Friday, January 27, 2012

Fullbore Friday


Yep'r. Today's FbF is a ponder'n one. A "how it should be done" FbF about Fullbore leaders who did it right - and a reminder of what is doing it wrong.

Via Ian Jack;
Chivalry at sea became an essential British ideal, and proof of the superiority of Anglo-Saxons (a category that included North Americans and most northern Europeans) over more panicky peoples from the south and east. The annals of old shipwrecks are filled with implications of their alleged poor behaviour. "I saw a lot of Latin people all along the ship's rails," recalled the Titanic's fifth officer, Harold Lowe. "They were glaring more or less like wild beasts, ready to spring." No Birkenhead drill for him: Lowe was sitting in a lifeboat at the time, being lowered past the still-crowded upper decks, but the awkwardness of his position as an officer leaving his passengers behind to drown seems never to have occurred to him. "Latins" weren't to be trusted in an emergency, and therefore didn't count.

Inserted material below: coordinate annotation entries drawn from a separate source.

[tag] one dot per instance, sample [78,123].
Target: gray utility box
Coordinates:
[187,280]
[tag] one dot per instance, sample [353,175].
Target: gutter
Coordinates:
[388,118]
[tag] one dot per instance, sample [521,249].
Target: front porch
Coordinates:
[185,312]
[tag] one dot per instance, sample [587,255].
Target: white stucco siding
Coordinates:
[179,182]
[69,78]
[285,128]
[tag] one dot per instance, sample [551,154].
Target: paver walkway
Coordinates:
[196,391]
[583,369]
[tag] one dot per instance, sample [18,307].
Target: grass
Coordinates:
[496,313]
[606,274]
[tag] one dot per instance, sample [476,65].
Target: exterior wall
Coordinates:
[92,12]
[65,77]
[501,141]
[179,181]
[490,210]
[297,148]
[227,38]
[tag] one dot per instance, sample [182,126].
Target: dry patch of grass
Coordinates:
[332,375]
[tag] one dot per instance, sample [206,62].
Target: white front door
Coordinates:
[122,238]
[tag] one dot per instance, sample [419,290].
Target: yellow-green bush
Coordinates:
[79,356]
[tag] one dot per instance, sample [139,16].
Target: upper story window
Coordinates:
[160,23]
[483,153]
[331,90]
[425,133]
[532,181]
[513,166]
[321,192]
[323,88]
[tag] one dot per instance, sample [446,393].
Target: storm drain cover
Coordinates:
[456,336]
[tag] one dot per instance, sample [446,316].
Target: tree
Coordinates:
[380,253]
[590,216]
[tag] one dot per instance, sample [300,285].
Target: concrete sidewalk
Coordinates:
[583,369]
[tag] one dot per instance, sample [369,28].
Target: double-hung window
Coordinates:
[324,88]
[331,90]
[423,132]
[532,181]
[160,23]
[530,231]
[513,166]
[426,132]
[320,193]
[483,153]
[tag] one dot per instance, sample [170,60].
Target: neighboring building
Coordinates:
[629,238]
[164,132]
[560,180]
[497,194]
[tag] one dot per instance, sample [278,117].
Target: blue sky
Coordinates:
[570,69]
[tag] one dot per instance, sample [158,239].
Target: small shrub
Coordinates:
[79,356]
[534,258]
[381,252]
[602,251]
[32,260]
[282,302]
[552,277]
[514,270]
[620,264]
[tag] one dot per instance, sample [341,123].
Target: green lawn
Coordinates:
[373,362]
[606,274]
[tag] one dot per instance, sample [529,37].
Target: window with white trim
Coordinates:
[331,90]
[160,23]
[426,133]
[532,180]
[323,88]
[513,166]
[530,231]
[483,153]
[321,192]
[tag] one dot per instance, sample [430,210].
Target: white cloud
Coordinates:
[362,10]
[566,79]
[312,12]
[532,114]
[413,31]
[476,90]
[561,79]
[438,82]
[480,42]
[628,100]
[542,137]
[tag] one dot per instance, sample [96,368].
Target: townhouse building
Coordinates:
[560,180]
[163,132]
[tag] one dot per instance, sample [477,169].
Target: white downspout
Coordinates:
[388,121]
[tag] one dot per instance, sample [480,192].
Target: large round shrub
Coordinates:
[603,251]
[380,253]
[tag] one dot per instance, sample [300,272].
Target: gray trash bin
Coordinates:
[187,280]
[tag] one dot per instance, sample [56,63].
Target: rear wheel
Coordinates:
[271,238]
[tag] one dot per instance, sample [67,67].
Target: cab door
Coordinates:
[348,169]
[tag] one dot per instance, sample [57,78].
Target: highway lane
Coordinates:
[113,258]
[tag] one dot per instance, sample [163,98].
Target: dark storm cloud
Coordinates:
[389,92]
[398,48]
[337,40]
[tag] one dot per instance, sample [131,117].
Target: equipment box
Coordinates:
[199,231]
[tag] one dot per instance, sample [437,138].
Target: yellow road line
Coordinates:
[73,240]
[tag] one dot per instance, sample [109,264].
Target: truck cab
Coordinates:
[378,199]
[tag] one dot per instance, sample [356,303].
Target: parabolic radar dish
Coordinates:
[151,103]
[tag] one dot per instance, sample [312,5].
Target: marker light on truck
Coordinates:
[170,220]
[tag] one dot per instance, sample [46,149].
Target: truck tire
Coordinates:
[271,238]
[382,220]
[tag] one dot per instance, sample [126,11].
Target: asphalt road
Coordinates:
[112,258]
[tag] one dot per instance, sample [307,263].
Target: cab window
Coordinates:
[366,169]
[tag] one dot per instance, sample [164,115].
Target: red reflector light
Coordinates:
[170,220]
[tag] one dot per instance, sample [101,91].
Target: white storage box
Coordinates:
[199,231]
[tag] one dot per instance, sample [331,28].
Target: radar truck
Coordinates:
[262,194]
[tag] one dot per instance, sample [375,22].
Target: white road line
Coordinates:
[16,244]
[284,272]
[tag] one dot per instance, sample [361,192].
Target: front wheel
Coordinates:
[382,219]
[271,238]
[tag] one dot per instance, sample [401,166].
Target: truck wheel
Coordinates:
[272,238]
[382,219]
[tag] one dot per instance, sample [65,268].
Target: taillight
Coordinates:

The spectre now haunting Italy is that this label has stuck. "We've gone straight into the Titanic nightmare [and] Italy is once again the laughing stock of foreign newspapers," wrote a blogger, Caterina Soffici, this week. In Il Giornale, the columnist Cristiano Gatti wrote that the rest of the world would be delighted to rediscover "the same old rascally Italians: those unreliable cowards who turn and run in war and flee like rabbits from the ship, even if they are in command". But are either of these statements really true? People who know about ships and seafaring in Britain take pity on Schettino, rather than laugh at him. They puzzle over the course he took that led to the collision with the reef, they wonder how many people were on the bridge with him at the time, and why nobody raised a warning. Perhaps they snigger a little at his account of tripping and falling into a lifeboat ("How odd that his first officer seems to have done the same thing"), but on the whole they understand the torrent of guilt and self-recrimination that must threaten to overwhelm him, first for losing a ship and so many lives and, second, for his subsequent behaviour. None, at least of those I talked to, went as far as Professor Craig Allen of the US Coastguard Academy and accused him of "abject cowardice".

But his transgression is enormous. The rule that a captain must be the last man (or woman) to leave a ship in difficulties is never written down, but everywhere understood. In the words of a former P&O captain: "At sea, you have a great sense of responsibility for the people who are beneath you – it's moral as well as legal. You need to stay as long as anyone else remains."

In this altruistic sense, the mystique of captaincy has survived into its third century. Sentiment, if not always practicality, will ensure it continues. For who can resist the gallantry of David Hart Dyke staying aboard the tilting hull of HMS Coventry, or Noel Coward and what remains of his crew clinging to their life-raft in In Which We Serve, and Coward commanding, as his destroyer finally goes down: "Three cheers for the ship!"
The lessons of 3.5 yrs ago - and still apply today; as do those decades before.